The color pattern consists of a dark brown or black ground color speckled with red, yellow and/or grayish spots. The tail may be ringed or have a partial ring of bright white scales. This ring of scales is assumed to exist to confuse attackers and draw attention away from its head.

The smooth dorsal scales are arranged in 29 to 32 rows at midbody. The ventrals are 221–239. The anal plate is entire. The subcaudals are 20–28, also entire.

==Geographic range==
Calabaria reinhardtii is found in the equatorial rain forest regions of West and Central Africa, from Liberia and Sierra Leone to Cameroon (including Bioko Island), the Central African Republic, Gabon, the Republic of the Congo and the Democratic Republic of the Congo. In the DRC, it is found almost as far east as Lake Kivu. According to Stimson (1969), the type locality is the "Gold Coast". It also occurs in Gabon and the Cabinda enclave of Angola.

==Behavior==
Calabaria reinhardtii is fossorial but, unlike other burrowing boas such as Eryx, it tunnels in loose rainforest soil and leaf litter instead of sand. When threatened, the tail is used as a decoy, being elevated and set in motion, while the head is pressed to the ground and covered with a section of the body. If this fails, the snake coils itself into a tight ball with the head in the center, similar to the royal python (Python regius).

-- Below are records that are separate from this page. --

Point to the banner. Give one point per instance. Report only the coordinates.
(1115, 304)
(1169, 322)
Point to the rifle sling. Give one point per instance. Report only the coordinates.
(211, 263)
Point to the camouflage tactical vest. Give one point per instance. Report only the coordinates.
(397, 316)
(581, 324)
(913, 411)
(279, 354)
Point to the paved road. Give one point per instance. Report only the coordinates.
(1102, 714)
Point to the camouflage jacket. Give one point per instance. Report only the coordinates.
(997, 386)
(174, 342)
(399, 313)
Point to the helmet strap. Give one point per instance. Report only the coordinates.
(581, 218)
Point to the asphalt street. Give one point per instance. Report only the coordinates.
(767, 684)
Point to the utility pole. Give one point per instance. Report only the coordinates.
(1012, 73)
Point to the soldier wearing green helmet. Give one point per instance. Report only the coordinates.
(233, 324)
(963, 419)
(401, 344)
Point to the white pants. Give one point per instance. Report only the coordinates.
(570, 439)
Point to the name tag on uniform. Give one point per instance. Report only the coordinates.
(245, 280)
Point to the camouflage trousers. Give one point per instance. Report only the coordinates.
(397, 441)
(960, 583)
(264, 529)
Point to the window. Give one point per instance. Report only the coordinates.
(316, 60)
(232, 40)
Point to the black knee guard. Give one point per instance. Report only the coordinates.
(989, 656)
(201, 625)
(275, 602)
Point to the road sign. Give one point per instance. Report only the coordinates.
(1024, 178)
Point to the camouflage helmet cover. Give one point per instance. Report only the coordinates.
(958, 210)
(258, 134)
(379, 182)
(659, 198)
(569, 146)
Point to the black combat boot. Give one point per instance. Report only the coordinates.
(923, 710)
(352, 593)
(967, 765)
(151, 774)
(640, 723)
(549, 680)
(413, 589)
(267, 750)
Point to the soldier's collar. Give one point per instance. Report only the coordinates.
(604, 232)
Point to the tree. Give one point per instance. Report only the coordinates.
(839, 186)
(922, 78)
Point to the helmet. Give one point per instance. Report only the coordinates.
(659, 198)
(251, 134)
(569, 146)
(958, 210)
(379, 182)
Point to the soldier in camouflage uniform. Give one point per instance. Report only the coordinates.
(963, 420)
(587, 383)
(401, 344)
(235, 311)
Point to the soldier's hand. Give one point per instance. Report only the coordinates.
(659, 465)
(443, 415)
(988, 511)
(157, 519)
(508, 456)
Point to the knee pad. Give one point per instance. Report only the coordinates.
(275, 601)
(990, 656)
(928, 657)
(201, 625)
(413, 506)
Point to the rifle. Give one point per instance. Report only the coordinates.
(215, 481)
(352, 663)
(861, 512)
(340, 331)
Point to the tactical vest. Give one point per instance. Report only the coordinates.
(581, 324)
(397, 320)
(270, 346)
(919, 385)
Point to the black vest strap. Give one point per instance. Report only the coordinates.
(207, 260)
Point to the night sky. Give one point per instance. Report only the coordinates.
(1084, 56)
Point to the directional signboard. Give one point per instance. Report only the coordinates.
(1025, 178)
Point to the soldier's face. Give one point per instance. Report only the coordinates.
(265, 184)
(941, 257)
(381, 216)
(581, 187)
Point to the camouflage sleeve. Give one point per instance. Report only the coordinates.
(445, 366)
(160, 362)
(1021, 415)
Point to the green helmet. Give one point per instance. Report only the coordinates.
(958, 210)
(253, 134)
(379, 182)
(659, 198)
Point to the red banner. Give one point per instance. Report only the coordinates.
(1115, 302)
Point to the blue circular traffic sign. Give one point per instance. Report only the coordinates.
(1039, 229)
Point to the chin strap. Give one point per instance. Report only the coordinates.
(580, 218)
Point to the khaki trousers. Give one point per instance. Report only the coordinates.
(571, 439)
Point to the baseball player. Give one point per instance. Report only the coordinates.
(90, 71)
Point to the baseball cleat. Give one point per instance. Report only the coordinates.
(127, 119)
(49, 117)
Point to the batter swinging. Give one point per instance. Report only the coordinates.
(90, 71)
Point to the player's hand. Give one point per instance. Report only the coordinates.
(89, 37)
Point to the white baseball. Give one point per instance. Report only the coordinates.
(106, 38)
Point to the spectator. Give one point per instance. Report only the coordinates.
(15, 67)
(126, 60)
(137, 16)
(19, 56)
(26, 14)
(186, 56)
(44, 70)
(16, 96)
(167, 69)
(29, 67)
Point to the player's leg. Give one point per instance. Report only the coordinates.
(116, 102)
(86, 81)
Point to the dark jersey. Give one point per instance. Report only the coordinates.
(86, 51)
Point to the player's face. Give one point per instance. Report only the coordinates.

It is a very docile snake. When threatened, it has a tendency to coil itself into a tight ball with its head safely tucked in its own coils. Also, it may thump its tail against the ground in a defensive posture as well, but will rarely bite in aggression. The tail of Calabaria often has a conspicuous white ring, which may serve to attract attention of predators away from the head. When first disturbed, it will often remain very still while slowly moving the tail in an effort to increase the effect of this deception.

In captivity, this species will thrive under the right conditions. Requirements include a thick layer of loose organic material for burrowing and a cage temperature of 25–29 C.

Although C. reinhardtii is occasionally available through the exotic animal trade, captive reproduction of this species has only been accomplished by a few individual keepers. Most specimens of this species are caught in their natural habitat and then exported for sale.

It is a docile snake and can be handled easily. In captivity a Calabar python will readily accept small mice and rats for food, as this fulfills its instinct to raid rodent nests. As this species is prone to kill entire nests of young rodents, it is particularly useful in reducing rodent populations.

==Feeding==
Calabaria reinhardtii preys on small rodents and shrews, often invading their burrows in search of them. It may wait for the adults to leave the nest, after which it will enter and eat whole litters at a time. Constriction is usually employed to kill its prey, but it may also use its body to press the young rodents against the walls of their nest. If there is enough room in a burrow, multiple prey may be constricted at a time.

==Reproduction==
Calabaria reinhardtii is oviparous, with sexually mature females laying eggs. The eggs are relatively large, weighing as much as 50 g each. Usually, only one or two eggs are laid, rarely three. Nevertheless, the eggs may represent up to half of the female's body weight. The young hatch after six weeks of incubation, and begin to feed two or three days after hatching, usually after they first shed their skin.

==Common names==
This species is known by the common names Calabar ground boa, burrowing boa, and Calabar boa. It is also known as the African burrowing python, Calabar python, Calabar ground python, calabaria, two-headed boa, West African burrowing boa, and West African ground boa.